Karel, in collaboration with Roberto and postdoctoral fellow Mirjana Maletic-Savatic, used the new imaging system to observe and document the effect of synaptic stimulation on the shape of brain neurons. Karel custom-built a two-photon laser-scanning microscope to study living nerve cells in brain slices from rat hippocampus, a region of the brain that is important for the formation of memories. The researchers stimulated axons from one group of nerve cells that form synapses on a small dendritic branch of a neighboring cell--a strong but highly localized stimulus. They found that the stimulus triggers the growth of new dendritic protrusions called filopodia. Growth of filopodia begins within 20 minutes after the stimulation and continues for at least 40 minutes more. The new filopodia may ultimately form new synapses, an important phenomenon during development and learning and memory. By comparing stimulated and unstimulated dendritic regions, the researchers found that growth of filopodia evoked by strong electrical stimulation was limited to regions of the dendritic tree close to stimulated synapses.
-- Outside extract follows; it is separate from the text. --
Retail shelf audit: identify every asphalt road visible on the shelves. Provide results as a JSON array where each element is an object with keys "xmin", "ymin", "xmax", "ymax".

Mirjana, Roberto, and Karel also found that the growth of dendritic filopodia requires activation of N-methyl-D-aspartate (NMDA) neurotransmitter receptors at the synapses under study. Other studies had shown that activation of these receptors is required for the formation of memories and for normal brain development. In the recent experiments, the blockade of NMDA receptors prevented stimulation-induced growth. Thus, synaptic transmission, and activation of NMDA receptors in particular, is required to produce this kind of dendritic growth.
In the cells affected by the synaptic stimulation, the growth of filopodia subsided about 45 minutes after the stimulus ended, but the filopodia remained, and some formed bulb-like tips which suggests that they may become functional synapses. Karel and Roberto will continue to study the structure of the outgrowths, as well as their signal transduction properties.
Meanwhile, Jerry Yin at CSHL and Marcia Belvin at the University of California at Berkeley have made a fascinating observation that suggests how and when memories are formed. Neuroscientists have long suspected that important brain functions take place while people are sleeping. Jerry and Marcia found that the activity of CREB, a protein that Tim Tully and Jerry Yin previously showed is important in memory formation, displays circadian, or 24-hour cyclical, patterns of activity. The Yin lab is trying to determine the functional connection between the nighttime peak in CREB activity and memory formation. Given what is known about memory formation in mammals, it is likely that some aspect of memory consolidation occurs at night, probably during sleep.